The first element or phenomenon is part of what is called "the capture of the State". An operation that is defined by the takeover of government institutions by private interests to the detriment of the general interest. This can happen through various means, such as corruption, manipulation of elections and alliances, influence on the media, financing of political parties and notables, marginalization or weakening of the judiciary, and the introduction of the notion of "revolving doors", i.e., the appointment of senior state officials and politicians to work or board positions in private companies, in order to use them at the same time or later to promote or propel the interests of these companies.
A careful observation of what Lebanon has been going through in the last decades shows how much the state has been captured by the banking and politico-financial networks, and how much this capture has been reinforced through the different political-confessional equations and co-existed with the Syrian hegemony and then with the overpowering of Hezbollah and its security diktat.

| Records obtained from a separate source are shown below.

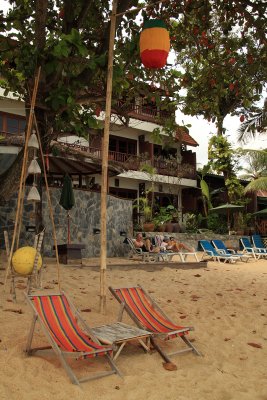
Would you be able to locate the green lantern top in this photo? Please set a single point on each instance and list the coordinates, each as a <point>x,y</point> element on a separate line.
<point>154,23</point>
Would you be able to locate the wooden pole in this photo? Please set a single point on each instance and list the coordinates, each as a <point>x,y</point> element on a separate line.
<point>105,144</point>
<point>23,177</point>
<point>48,200</point>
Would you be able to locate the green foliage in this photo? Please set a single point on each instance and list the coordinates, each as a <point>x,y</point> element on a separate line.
<point>144,207</point>
<point>219,48</point>
<point>235,190</point>
<point>220,154</point>
<point>161,217</point>
<point>193,222</point>
<point>217,223</point>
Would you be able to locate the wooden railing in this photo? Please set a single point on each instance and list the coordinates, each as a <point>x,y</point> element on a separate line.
<point>143,111</point>
<point>134,162</point>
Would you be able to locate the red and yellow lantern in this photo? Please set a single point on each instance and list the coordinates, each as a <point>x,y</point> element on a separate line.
<point>154,44</point>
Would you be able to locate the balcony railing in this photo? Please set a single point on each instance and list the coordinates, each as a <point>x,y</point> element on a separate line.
<point>134,162</point>
<point>144,112</point>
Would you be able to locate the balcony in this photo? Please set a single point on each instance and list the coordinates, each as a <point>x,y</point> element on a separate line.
<point>149,113</point>
<point>133,162</point>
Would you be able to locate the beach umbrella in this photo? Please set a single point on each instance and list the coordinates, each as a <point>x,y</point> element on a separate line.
<point>227,209</point>
<point>261,213</point>
<point>67,199</point>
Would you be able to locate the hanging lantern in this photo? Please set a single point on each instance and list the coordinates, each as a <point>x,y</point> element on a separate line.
<point>34,168</point>
<point>154,44</point>
<point>33,194</point>
<point>33,141</point>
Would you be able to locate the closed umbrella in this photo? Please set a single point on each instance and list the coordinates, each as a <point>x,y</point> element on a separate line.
<point>67,199</point>
<point>227,209</point>
<point>261,213</point>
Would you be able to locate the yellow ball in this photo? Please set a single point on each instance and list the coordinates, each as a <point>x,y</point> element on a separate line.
<point>23,260</point>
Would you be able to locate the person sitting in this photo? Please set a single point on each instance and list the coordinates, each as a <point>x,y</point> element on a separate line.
<point>173,245</point>
<point>144,244</point>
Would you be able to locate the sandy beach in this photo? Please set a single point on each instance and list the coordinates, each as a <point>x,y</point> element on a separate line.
<point>226,304</point>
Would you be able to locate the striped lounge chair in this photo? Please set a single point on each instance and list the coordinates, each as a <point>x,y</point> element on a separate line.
<point>210,252</point>
<point>250,249</point>
<point>59,322</point>
<point>258,243</point>
<point>147,315</point>
<point>221,248</point>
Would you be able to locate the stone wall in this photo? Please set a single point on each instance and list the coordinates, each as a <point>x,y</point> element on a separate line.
<point>84,218</point>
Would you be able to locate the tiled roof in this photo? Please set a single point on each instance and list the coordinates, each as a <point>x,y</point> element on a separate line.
<point>186,138</point>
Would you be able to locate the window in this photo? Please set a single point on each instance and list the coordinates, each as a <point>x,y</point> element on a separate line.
<point>119,145</point>
<point>10,123</point>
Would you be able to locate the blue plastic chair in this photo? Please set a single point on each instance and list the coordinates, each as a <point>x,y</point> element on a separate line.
<point>250,249</point>
<point>211,252</point>
<point>221,248</point>
<point>258,243</point>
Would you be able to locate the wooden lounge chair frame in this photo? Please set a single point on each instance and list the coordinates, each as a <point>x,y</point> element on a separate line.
<point>178,331</point>
<point>249,249</point>
<point>50,334</point>
<point>258,244</point>
<point>212,253</point>
<point>167,256</point>
<point>35,274</point>
<point>221,248</point>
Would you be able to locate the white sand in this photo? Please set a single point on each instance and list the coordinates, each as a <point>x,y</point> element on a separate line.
<point>226,304</point>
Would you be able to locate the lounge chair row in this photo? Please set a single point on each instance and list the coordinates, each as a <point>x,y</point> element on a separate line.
<point>70,336</point>
<point>218,251</point>
<point>150,256</point>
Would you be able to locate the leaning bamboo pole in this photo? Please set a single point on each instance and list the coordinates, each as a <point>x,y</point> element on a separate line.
<point>104,177</point>
<point>48,200</point>
<point>23,172</point>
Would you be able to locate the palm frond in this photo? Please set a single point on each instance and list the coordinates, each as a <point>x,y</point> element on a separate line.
<point>256,124</point>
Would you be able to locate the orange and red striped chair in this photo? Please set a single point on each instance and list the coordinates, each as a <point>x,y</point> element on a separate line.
<point>59,321</point>
<point>147,315</point>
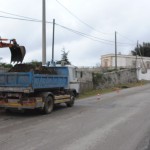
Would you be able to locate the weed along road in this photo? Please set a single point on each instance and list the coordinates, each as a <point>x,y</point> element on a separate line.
<point>116,121</point>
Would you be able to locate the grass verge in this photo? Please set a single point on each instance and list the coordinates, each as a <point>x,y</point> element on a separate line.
<point>108,90</point>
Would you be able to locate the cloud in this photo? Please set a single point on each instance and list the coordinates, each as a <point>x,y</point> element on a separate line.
<point>129,18</point>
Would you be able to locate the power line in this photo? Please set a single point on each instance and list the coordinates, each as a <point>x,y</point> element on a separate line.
<point>110,42</point>
<point>89,26</point>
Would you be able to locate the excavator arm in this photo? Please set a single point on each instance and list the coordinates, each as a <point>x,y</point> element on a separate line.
<point>17,52</point>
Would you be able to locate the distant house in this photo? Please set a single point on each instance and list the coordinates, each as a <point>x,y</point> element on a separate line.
<point>124,61</point>
<point>142,64</point>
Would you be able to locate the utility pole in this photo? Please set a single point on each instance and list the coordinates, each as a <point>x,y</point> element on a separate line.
<point>115,50</point>
<point>43,33</point>
<point>53,41</point>
<point>136,54</point>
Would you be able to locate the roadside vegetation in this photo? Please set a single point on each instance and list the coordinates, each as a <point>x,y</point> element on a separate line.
<point>112,89</point>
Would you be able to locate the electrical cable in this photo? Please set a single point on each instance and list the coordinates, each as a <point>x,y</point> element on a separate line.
<point>89,26</point>
<point>69,29</point>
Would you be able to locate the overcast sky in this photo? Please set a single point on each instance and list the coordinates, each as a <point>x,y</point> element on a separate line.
<point>96,20</point>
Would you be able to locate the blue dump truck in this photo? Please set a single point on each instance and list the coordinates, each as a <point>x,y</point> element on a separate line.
<point>41,91</point>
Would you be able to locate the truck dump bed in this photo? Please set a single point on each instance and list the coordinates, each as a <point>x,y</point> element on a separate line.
<point>29,81</point>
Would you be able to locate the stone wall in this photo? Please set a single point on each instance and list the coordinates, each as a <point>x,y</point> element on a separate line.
<point>111,79</point>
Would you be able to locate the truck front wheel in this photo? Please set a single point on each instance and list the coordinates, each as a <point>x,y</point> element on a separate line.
<point>49,105</point>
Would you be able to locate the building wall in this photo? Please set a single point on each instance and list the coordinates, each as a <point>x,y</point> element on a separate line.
<point>111,79</point>
<point>125,61</point>
<point>142,76</point>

The second element or phenomenon explaining the mentioned gap comes from the Lebanese society itself, which adapted during the long years of the war to the weak presence of the state, and which has since created its own management and regulation mechanisms. Its movements, organizations and individuals, characterized by success, resilience, creativity or the ability to innovate, have developed a contempt or even a disgust towards politics and especially towards its actors and "leaders". They have thus settled for building a parallel or alternative world to the "political world". Since their freedoms or raison d'être were rarely threatened, they could not be sufficiently motivated to mobilize or fight for large-scale political change. Indeed, this configuration of two parallel worlds has only been endangered twice in the last three decades: in 2005 and in 2019 during the popular uprisings that almost overturned the "stagnant order" and made politics more accessible. But these moments of mobilization and euphoria were fleeting, the system managed to regain the upper hand and preserve itself, despite the financial collapse followed by the explosion of the port of Beirut in 2020 which this time threw the state and society into a bottomless pit.
State capture and contempt are thus two more reasons for the Lebanese lag. In the current decadent situation, their intertwining creates a general feeling of humiliation that replaces the anger of a large part of the citizens to the point of making their capacity to manage their "parallel world" waver. For the looting, the economic oppression, and sometimes the exile, caused by unspeakably lowly officials, constitute a brutal reality, difficult to digest without being able to upset the existing political arrangement.